Ritorno al lavoro dopo le ferie: 4 mosse naturali per ritrovare energia e focus
Ecco la nostra guida naturale per ripartire con energia, senza stress.
Sommario
Come superare in 4 fasi il ritorno al lavoro dopo le ferie

1) Reimposta il ritmo sonno–veglia
Dormi bene, rendi meglio. Per i primi 3–4 giorni vai a letto 20–30 minuti prima e svegliati un po’ prima: il corpo si riabitua gradualmente ai nuovi orari.
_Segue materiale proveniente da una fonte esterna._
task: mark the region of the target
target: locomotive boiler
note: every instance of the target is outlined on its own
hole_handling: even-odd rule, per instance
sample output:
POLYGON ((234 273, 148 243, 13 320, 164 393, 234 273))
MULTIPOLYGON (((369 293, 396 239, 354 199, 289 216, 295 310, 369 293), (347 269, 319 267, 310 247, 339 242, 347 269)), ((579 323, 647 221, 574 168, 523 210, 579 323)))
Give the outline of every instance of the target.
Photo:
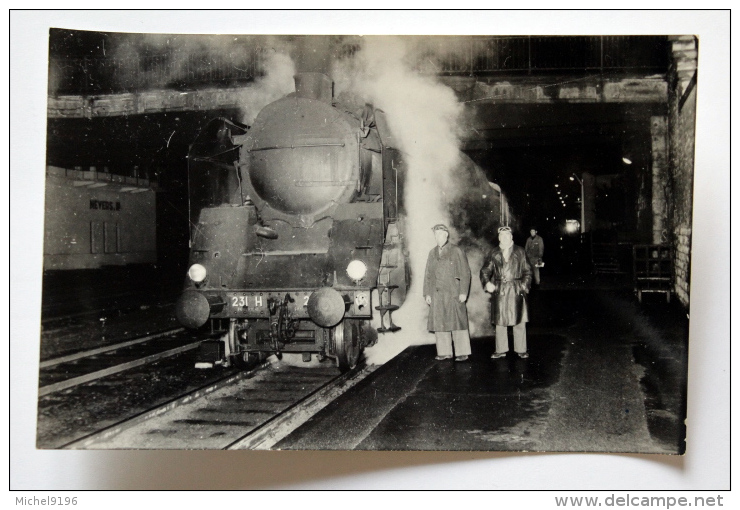
POLYGON ((274 353, 354 367, 409 284, 403 245, 405 175, 385 114, 338 104, 331 80, 295 77, 250 128, 208 124, 188 169, 191 246, 176 316, 223 331, 200 366, 274 353), (373 291, 377 290, 373 302, 373 291))

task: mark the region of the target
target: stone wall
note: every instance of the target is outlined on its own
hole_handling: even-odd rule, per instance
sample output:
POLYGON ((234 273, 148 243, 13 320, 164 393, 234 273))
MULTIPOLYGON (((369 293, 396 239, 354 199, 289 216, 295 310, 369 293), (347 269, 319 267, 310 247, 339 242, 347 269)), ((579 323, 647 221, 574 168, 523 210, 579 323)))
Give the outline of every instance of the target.
POLYGON ((670 187, 668 209, 675 248, 675 292, 689 305, 691 286, 691 220, 694 202, 694 133, 696 120, 697 51, 693 36, 673 40, 674 61, 669 91, 670 187))
POLYGON ((650 137, 652 139, 652 213, 653 213, 653 244, 666 241, 666 219, 668 204, 671 198, 671 178, 669 172, 669 155, 667 150, 666 118, 650 118, 650 137))
POLYGON ((675 292, 681 303, 688 306, 691 281, 691 227, 678 227, 674 235, 676 236, 675 292))

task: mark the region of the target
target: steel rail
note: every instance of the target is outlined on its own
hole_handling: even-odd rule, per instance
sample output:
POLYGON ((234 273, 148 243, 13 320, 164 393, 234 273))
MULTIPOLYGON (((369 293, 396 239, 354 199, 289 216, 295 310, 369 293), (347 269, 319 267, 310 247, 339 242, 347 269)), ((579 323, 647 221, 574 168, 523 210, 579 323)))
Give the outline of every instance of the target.
POLYGON ((80 351, 74 354, 68 354, 67 356, 61 356, 59 358, 53 358, 53 359, 49 359, 46 361, 42 361, 41 363, 39 363, 39 368, 49 368, 49 367, 53 367, 56 365, 60 365, 62 363, 76 361, 78 359, 90 358, 92 356, 97 356, 98 354, 102 354, 104 352, 116 351, 118 349, 123 349, 124 347, 129 347, 131 345, 148 342, 149 340, 154 340, 156 338, 161 338, 163 336, 176 335, 177 333, 181 333, 183 331, 185 331, 185 328, 173 328, 173 329, 168 329, 165 331, 160 331, 158 333, 152 333, 151 335, 143 336, 141 338, 136 338, 134 340, 128 340, 126 342, 121 342, 118 344, 111 344, 111 345, 106 345, 104 347, 98 347, 97 349, 91 349, 89 351, 80 351))
POLYGON ((114 423, 113 425, 109 425, 96 432, 91 432, 90 434, 87 434, 81 438, 65 443, 59 446, 58 448, 66 449, 66 450, 89 448, 95 443, 106 441, 109 438, 124 432, 125 430, 128 430, 132 427, 135 427, 136 425, 139 425, 140 423, 143 423, 147 420, 151 420, 152 418, 156 418, 157 416, 161 416, 165 413, 168 413, 182 405, 192 402, 193 400, 209 395, 210 393, 220 390, 221 388, 225 386, 234 384, 235 382, 240 381, 241 379, 252 377, 254 376, 255 372, 264 369, 268 365, 270 365, 270 362, 264 362, 251 370, 241 371, 241 372, 237 372, 232 375, 228 375, 215 382, 212 382, 212 383, 206 384, 205 386, 201 386, 200 388, 191 390, 185 393, 184 395, 170 399, 164 404, 160 404, 152 409, 142 411, 130 418, 125 418, 121 421, 114 423))
POLYGON ((337 397, 362 381, 378 368, 364 362, 309 393, 283 412, 225 446, 224 450, 269 450, 337 397))
MULTIPOLYGON (((123 419, 113 425, 87 434, 84 437, 65 443, 58 448, 88 449, 94 447, 96 444, 105 443, 109 439, 148 420, 172 412, 180 406, 189 404, 194 400, 207 396, 226 386, 233 385, 242 379, 251 378, 256 375, 257 372, 265 369, 270 364, 271 362, 267 361, 249 371, 242 371, 236 374, 228 375, 222 379, 219 379, 218 381, 192 390, 185 395, 173 398, 165 402, 164 404, 138 413, 130 418, 123 419)), ((366 366, 363 363, 361 365, 358 365, 353 370, 350 370, 349 372, 337 375, 310 394, 301 398, 294 404, 291 404, 285 410, 265 420, 262 424, 258 425, 256 428, 252 429, 244 436, 235 441, 232 441, 223 449, 264 450, 271 448, 278 441, 285 438, 288 434, 293 432, 316 413, 329 405, 329 403, 335 400, 338 396, 342 395, 348 389, 362 381, 367 375, 374 372, 376 368, 378 367, 374 365, 366 366)))
MULTIPOLYGON (((139 292, 128 292, 128 293, 122 293, 122 294, 114 294, 114 296, 120 298, 120 297, 126 297, 126 296, 135 296, 137 294, 140 294, 140 293, 139 292)), ((109 297, 109 296, 107 296, 107 297, 109 297)), ((161 304, 154 304, 154 305, 149 305, 149 306, 150 306, 150 308, 166 308, 166 307, 172 306, 174 304, 175 304, 175 302, 172 301, 171 303, 161 303, 161 304)), ((44 326, 46 324, 53 324, 55 322, 62 322, 62 321, 69 320, 69 319, 79 319, 81 317, 93 316, 93 315, 100 314, 100 313, 103 313, 103 312, 109 312, 109 311, 111 311, 111 308, 110 307, 103 307, 103 308, 97 308, 95 310, 86 310, 84 312, 76 312, 76 313, 68 313, 68 314, 65 314, 65 315, 48 316, 48 314, 49 314, 49 308, 52 308, 52 307, 59 308, 60 306, 62 306, 62 305, 61 304, 58 304, 58 303, 46 304, 46 305, 42 304, 41 305, 41 315, 42 315, 41 325, 42 326, 44 326), (46 310, 46 312, 45 312, 45 310, 46 310), (47 314, 47 317, 43 317, 44 313, 47 314)), ((132 305, 131 308, 134 308, 134 305, 132 305)), ((49 329, 45 330, 45 332, 55 331, 57 329, 60 329, 60 328, 49 328, 49 329)))
POLYGON ((166 351, 158 352, 155 354, 150 354, 149 356, 135 359, 127 363, 122 363, 120 365, 115 365, 112 367, 104 368, 103 370, 98 370, 96 372, 90 372, 89 374, 84 374, 78 377, 72 377, 71 379, 66 379, 64 381, 59 381, 54 384, 48 384, 46 386, 42 386, 39 388, 39 397, 43 397, 45 395, 49 395, 50 393, 55 393, 57 391, 66 390, 74 386, 79 386, 80 384, 85 384, 87 382, 91 382, 96 379, 100 379, 102 377, 117 374, 119 372, 123 372, 124 370, 128 370, 130 368, 139 367, 141 365, 148 365, 162 358, 168 358, 176 354, 180 354, 180 353, 183 353, 189 350, 197 349, 198 346, 200 346, 201 342, 202 340, 198 340, 197 342, 192 342, 186 345, 175 347, 173 349, 168 349, 166 351))

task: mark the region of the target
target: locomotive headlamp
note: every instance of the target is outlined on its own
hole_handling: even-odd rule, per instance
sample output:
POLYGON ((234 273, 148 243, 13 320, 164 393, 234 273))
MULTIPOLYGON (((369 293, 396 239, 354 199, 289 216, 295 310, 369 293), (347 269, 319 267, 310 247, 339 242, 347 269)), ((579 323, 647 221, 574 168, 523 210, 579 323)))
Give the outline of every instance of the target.
POLYGON ((347 264, 347 275, 354 281, 360 281, 367 274, 367 266, 361 260, 353 260, 347 264))
POLYGON ((200 283, 206 279, 206 268, 200 264, 193 264, 188 269, 188 277, 195 283, 200 283))

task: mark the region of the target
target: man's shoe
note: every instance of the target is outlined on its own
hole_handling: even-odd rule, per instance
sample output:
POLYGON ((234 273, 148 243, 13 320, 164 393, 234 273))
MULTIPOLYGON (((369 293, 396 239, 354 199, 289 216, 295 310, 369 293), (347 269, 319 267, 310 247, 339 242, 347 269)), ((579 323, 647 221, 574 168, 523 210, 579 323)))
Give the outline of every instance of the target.
POLYGON ((434 359, 437 361, 444 361, 446 359, 452 359, 452 356, 436 356, 434 359))
POLYGON ((468 357, 467 356, 458 356, 457 358, 455 358, 455 361, 468 361, 468 357))
POLYGON ((505 352, 494 352, 493 354, 491 354, 491 359, 499 359, 504 357, 506 357, 505 352))
POLYGON ((529 353, 527 351, 520 352, 519 353, 519 357, 522 358, 522 359, 527 359, 527 358, 529 358, 529 353))

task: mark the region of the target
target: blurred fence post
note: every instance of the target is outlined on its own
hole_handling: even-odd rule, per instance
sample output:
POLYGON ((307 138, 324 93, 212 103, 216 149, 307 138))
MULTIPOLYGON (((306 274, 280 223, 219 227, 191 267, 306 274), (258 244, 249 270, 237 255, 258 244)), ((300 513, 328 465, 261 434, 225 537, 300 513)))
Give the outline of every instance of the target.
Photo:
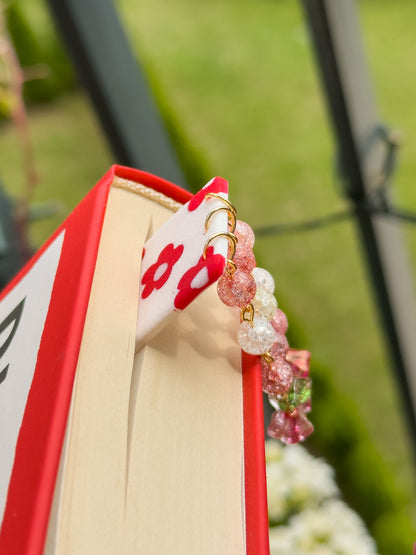
POLYGON ((344 193, 355 208, 385 343, 416 448, 416 304, 412 274, 398 221, 368 209, 377 203, 388 206, 390 201, 385 189, 380 190, 385 145, 377 140, 380 122, 365 63, 356 3, 354 0, 302 0, 302 3, 338 143, 344 193))
POLYGON ((48 4, 117 161, 186 187, 112 0, 48 0, 48 4))
POLYGON ((9 283, 32 255, 25 231, 16 220, 16 205, 0 183, 0 289, 9 283))

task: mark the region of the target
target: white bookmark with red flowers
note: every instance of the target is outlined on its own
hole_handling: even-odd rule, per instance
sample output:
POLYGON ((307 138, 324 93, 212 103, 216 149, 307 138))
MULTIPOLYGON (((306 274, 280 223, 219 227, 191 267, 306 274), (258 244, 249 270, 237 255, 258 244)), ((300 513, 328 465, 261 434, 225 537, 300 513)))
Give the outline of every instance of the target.
POLYGON ((209 181, 143 248, 136 351, 224 271, 228 214, 210 194, 228 199, 228 182, 209 181))

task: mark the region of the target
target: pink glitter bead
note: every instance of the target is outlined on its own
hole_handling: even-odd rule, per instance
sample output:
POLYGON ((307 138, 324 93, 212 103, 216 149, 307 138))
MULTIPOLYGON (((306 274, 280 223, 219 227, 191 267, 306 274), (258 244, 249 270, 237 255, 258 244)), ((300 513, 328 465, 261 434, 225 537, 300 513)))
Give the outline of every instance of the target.
POLYGON ((234 308, 243 308, 256 294, 256 282, 247 272, 236 270, 232 277, 224 273, 217 284, 218 296, 222 302, 234 308))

Espòniti alla luce naturale del mattino (anche solo sul balcone) per sincronizzare l’orologio biologico.

- Schermi off un’ora prima di dormire; stanza fresca e buia.
- Power nap di 15–20 minuti massimo nelle prime giornate, mai oltre le 16:00.
- Idratazione regolare: spesso la stanchezza è anche sete.
2) Muovi il corpo, libera la mente
Il movimento è la scorciatoia anti-stress. Inserisci micro-pause attive durante la giornata: bastano 5–7 minuti per cambiare marcia.
- Camminata breve o scale 3 volte al giorno (mattino, pausa pranzo, pomeriggio).
- Stretching cervicale e spalle per chi lavora alla scrivania.
- Respiro 4–6: inspira per 4 secondi, espira per 6; ripeti per 2 minuti.
3) Alimentazione leggera e naturale
Piatto “leggero ma nutriente”: metà verdure di stagione, un quarto cereali integrali (farro, riso, avena), un quarto proteine (legumi, uova, pesce, tofu). Condimenti semplici e olio extravergine a crudo.
4) Organizzazione “gentile” del lavoro
Meno caos, più risultati. Parti con obiettivi realistici e proteggi il focus.
- Regola 1–3–5: 1 compito importante, 3 medi, 5 veloci.
- Email a blocchi: 2 finestre al giorno (es. 10:30 e 16:30), notifiche disattivate.
- Riunioni smart: agenda chiara, durata definita, recap finale in 3 punti.
- Un pezzo di vacanza ogni giorno: passeggiata, lettura, hobby serale.
Ritorno al lavoro dopo le ferie: piano di rientro settimanale
Ecco un esempio di piano di rientro in 7 giorni
- Giorno 1: pulizia scrivania, to-do list, 2 micro-pause attive.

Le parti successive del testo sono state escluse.